架神恭介, 辰巳一世『完全教祖マニュアル』を読んだ

完全教祖マニュアル (ちくま新書)

完全教祖マニュアル (ちくま新書)

  • 教祖の成立要件は以下の二要素です。つまり、「なにか言う人」「それを信じる人」。そう、たったのふたつだけなのです。(kindle位置 84-86)

  • 教祖は一体何をするものなのでしょうか? この答えは簡単です。教祖は人をハッピーにするお仕事なのです。(kindle位置 104-105)

宗教団体を運営するという視点から、信仰を持つことや宗教的な行いをすることで信者が得ている精神的な利益をくだけた文体で明らかにする。どれも身もふたもない論理で、それだけ説得力がある。知ってる人にとっては当たり前なんだろうけど門外漢にとってはいちいちひっかかるポイントを教えてくれる。「ハッピーになる・する(報酬を得る)」ためになぜそれをするのかということは、すでに知っている人にとっては感覚的に理解されているのでなかなか文章にされない。この本はまさにその部分が書かれている。

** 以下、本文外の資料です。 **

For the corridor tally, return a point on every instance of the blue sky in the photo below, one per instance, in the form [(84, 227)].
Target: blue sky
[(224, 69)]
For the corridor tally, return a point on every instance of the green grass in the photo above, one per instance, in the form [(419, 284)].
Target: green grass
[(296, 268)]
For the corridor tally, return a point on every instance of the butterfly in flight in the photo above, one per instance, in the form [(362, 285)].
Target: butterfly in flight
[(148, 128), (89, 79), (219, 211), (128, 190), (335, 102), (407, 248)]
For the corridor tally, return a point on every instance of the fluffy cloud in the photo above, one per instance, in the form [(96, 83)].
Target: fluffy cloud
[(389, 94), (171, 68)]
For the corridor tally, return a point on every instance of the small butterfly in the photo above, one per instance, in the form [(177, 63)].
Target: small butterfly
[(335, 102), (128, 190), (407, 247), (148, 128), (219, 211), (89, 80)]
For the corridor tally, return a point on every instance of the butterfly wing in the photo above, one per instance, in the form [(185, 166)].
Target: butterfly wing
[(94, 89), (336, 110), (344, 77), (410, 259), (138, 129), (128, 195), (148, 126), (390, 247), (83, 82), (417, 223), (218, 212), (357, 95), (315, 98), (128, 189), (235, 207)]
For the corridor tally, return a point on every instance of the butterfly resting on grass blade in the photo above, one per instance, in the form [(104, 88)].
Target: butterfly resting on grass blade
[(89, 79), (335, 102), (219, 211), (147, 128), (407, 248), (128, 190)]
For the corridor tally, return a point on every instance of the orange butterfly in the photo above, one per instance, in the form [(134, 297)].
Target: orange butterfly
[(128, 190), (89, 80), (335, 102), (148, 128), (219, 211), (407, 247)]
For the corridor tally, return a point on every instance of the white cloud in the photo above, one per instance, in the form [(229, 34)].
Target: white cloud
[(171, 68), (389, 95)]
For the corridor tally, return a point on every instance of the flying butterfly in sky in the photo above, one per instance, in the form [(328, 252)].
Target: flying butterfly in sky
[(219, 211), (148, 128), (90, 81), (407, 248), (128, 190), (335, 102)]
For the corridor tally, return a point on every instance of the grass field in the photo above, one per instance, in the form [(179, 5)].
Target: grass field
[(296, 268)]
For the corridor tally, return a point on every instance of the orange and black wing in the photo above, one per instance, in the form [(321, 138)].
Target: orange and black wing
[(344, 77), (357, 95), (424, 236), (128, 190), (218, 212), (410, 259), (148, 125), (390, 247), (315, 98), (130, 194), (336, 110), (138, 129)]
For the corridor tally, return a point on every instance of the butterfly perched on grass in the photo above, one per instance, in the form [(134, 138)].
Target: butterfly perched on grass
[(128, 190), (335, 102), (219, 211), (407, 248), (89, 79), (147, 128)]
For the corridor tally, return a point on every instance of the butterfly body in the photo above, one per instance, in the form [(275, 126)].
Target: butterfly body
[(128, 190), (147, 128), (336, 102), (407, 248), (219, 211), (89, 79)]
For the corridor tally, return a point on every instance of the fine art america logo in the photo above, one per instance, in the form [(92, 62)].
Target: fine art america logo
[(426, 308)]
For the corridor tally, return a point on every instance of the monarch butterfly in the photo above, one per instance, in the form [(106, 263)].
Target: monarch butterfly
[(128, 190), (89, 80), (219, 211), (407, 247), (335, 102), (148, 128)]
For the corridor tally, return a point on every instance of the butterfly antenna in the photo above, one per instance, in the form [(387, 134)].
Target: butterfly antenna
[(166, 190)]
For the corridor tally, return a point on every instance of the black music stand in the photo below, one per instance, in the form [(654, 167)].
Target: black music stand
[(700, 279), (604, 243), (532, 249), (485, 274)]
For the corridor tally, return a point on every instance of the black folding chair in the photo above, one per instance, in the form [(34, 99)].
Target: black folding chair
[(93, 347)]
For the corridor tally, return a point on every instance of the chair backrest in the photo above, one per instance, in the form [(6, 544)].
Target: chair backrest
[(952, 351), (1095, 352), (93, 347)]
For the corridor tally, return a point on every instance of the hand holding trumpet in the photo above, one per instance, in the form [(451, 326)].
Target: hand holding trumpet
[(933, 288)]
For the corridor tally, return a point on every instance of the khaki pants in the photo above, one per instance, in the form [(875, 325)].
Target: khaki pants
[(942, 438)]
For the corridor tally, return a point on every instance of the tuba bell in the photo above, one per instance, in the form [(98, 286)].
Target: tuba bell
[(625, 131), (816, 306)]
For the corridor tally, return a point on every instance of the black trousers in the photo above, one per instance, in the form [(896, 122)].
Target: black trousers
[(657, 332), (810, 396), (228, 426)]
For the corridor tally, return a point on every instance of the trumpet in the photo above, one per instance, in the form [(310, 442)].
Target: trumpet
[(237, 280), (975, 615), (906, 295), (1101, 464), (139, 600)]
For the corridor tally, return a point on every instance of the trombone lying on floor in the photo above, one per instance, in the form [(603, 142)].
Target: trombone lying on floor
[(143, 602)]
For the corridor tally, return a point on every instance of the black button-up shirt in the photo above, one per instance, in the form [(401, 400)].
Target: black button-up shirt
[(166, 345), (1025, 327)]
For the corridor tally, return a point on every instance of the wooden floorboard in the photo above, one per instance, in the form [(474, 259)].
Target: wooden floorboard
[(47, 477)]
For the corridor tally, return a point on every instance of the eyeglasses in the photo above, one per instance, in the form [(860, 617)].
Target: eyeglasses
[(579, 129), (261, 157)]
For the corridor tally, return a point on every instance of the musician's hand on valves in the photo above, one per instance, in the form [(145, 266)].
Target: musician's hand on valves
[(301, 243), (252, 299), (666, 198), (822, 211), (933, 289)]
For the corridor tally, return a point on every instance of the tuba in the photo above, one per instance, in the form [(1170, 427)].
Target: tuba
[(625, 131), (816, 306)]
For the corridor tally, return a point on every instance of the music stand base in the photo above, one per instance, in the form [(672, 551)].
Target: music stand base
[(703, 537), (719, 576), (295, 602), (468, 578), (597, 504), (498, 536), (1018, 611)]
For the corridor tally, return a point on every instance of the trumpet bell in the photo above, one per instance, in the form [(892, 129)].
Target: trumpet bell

実際に読むとこんなの当たり前じゃんってなるのだが、それがよかった。文体が独特で、面白くて勉強家の先輩の話を聞いてるみたいな気分になる。

この本のテーマとはあんまり関係ないけど、飯を一緒に食うとコミュニティが強化されることについてもっと知りたくなった。食に関する教義を厳しくすると同じ教団の信者以外と食事するのが難しくなり(食えないものがあるから一緒のレストランには入れなかったりする)、同じコミュニティで飯を食うことが多くなり、コミュニティの結束が強くなるという。たしかに、いまの日常生活でも飯食うことは集まりの基本単位だ。ここら辺のこと書いてある本ないかな。共食っていうらしい。以前この記事を読んで共食って面白そうだなと思ったので、いつか読んでみようと思った。

読んだきっかけは、学生の時に友人の音楽サークルからパンクマニュアルへのリンクが貼られており気になっていたからだった。同作者の聖書についての本も買ってみようと思った。